第3話

 遅い昼休をとった柳は、病院の食堂で焼きそばパンを買い屋上のベンチにすわった。

 フェンス越しに見える街の風景は、一言で言うと異様であり日本政府特有の重たい腰に唾を吐く。

 もっとはやく政府は動くべきだった。ただの精神病だと一蹴しつづけたツケが目の前の風景だった。


 赤、青、緑、黄……。でたらめな色が混ざり合い、くすんだ茶色になり果てた汚物色。

 世界にべったりとぶちまけられたソレ。本来の色が塗りつぶされて、形状はそのままに汚物色一色に染まった風景。

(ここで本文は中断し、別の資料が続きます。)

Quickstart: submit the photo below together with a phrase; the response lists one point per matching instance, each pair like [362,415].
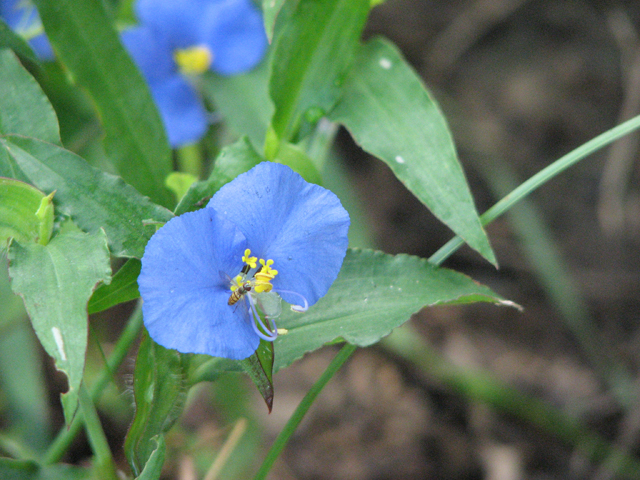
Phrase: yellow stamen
[193,60]
[248,259]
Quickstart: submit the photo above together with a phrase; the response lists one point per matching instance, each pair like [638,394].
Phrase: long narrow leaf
[85,40]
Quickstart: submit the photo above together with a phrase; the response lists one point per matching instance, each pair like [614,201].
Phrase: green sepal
[26,214]
[259,367]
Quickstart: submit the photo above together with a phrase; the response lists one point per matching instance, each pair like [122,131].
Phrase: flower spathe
[265,235]
[176,40]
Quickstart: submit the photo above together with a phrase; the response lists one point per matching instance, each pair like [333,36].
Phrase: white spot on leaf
[385,63]
[57,336]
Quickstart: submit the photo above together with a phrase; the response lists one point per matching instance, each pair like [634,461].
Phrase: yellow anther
[236,282]
[248,259]
[266,268]
[264,276]
[193,60]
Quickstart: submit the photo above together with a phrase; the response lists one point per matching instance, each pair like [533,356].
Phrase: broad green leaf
[204,368]
[24,108]
[93,199]
[24,390]
[295,157]
[391,115]
[19,219]
[11,469]
[123,288]
[373,294]
[87,43]
[159,388]
[270,10]
[259,367]
[10,39]
[232,161]
[24,387]
[180,182]
[55,282]
[312,55]
[243,101]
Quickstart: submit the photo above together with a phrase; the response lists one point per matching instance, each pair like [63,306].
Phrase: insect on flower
[239,291]
[213,281]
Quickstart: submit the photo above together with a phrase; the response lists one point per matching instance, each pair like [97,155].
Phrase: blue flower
[265,235]
[176,40]
[23,17]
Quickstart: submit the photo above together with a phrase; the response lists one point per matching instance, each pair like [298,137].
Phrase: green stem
[283,438]
[104,465]
[540,179]
[66,435]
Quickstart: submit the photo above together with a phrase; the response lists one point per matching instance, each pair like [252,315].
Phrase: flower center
[252,278]
[255,281]
[193,60]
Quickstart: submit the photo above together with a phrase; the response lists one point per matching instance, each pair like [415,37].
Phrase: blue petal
[185,297]
[300,226]
[150,51]
[234,31]
[183,114]
[178,21]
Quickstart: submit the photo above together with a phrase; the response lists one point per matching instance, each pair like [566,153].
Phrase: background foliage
[85,129]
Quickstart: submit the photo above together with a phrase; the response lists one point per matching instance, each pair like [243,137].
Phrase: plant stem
[66,435]
[283,438]
[104,465]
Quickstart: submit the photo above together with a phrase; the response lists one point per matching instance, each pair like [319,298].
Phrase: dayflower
[22,17]
[207,275]
[176,40]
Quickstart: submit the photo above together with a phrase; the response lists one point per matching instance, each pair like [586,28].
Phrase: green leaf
[93,199]
[153,468]
[295,157]
[243,101]
[373,294]
[123,288]
[159,387]
[24,108]
[312,55]
[19,204]
[55,282]
[89,46]
[11,469]
[232,161]
[259,367]
[391,115]
[10,39]
[270,10]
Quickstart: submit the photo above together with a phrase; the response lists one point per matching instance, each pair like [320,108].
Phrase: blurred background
[522,82]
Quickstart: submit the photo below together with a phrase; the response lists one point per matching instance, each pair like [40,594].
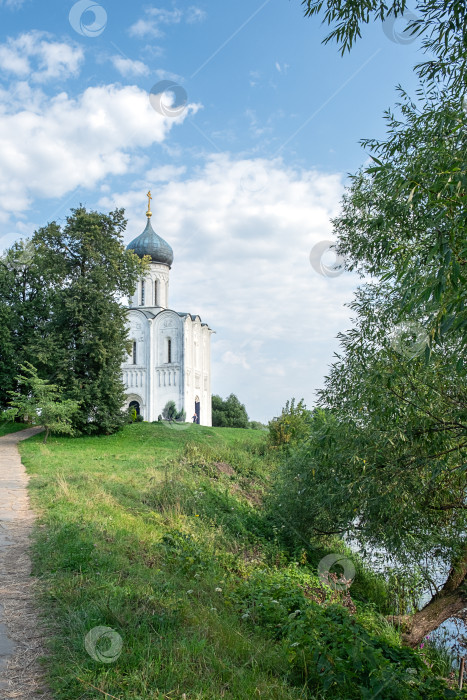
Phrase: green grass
[7,427]
[159,534]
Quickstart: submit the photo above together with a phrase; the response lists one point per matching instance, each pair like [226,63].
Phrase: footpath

 建築物に、電柱に、外壁に、窓ガラスに、植物に、車にと、目につくすべての色を塗りつぶし、染め上げられ、世界がヒステリックに悲鳴を上げている。


「いやぁ。色調不良症候群プアカラー・シンドローム攻撃型こうげきがたと言うよりも、テロ型といった方がいいんじゃないかな」


 柳はぼやいて空を見上げた。空はかわりなく青く広がっているからだ。

 しかし次の瞬間、後悔したように表情を曇らせる。燻ぶる感情を誤魔化すように焼きそばパンにかじりつき、呑み込むように咀嚼する。

 柔らかなパンと濃厚なソースが絡み合う麺の触感に気分が幾分ましになり、合間のキャベツやニンジンのシャキシャキとした触感が口の中を小気味よく響かせた。鼻腔をとおる甘いソースの香りに人心地がき、舌に残るソースの後味が脳みそに優しい余韻をあたえる。


 改めて空を見上げる。変わりない青空を背に飛び立つ鳩の群れ。そのうちの何割かが、赤や青といった本来ではありえない色に染まっている。

 危険な兆候だった。無抵抗な動物に手を出す人間の末路は、犯罪史という明確な形でこの世界に出回っている。

 柳が勤務している病院はまだ無事だった。

 医療機関のシンボルカラーである【白】が、色にこだわる彼ら・・・の暴走を抑制してきたのだ。

 が、どこか重たげに羽を動かす赤色の鳩を見つけて、ここもそろそろ危ういと危機感が働いた。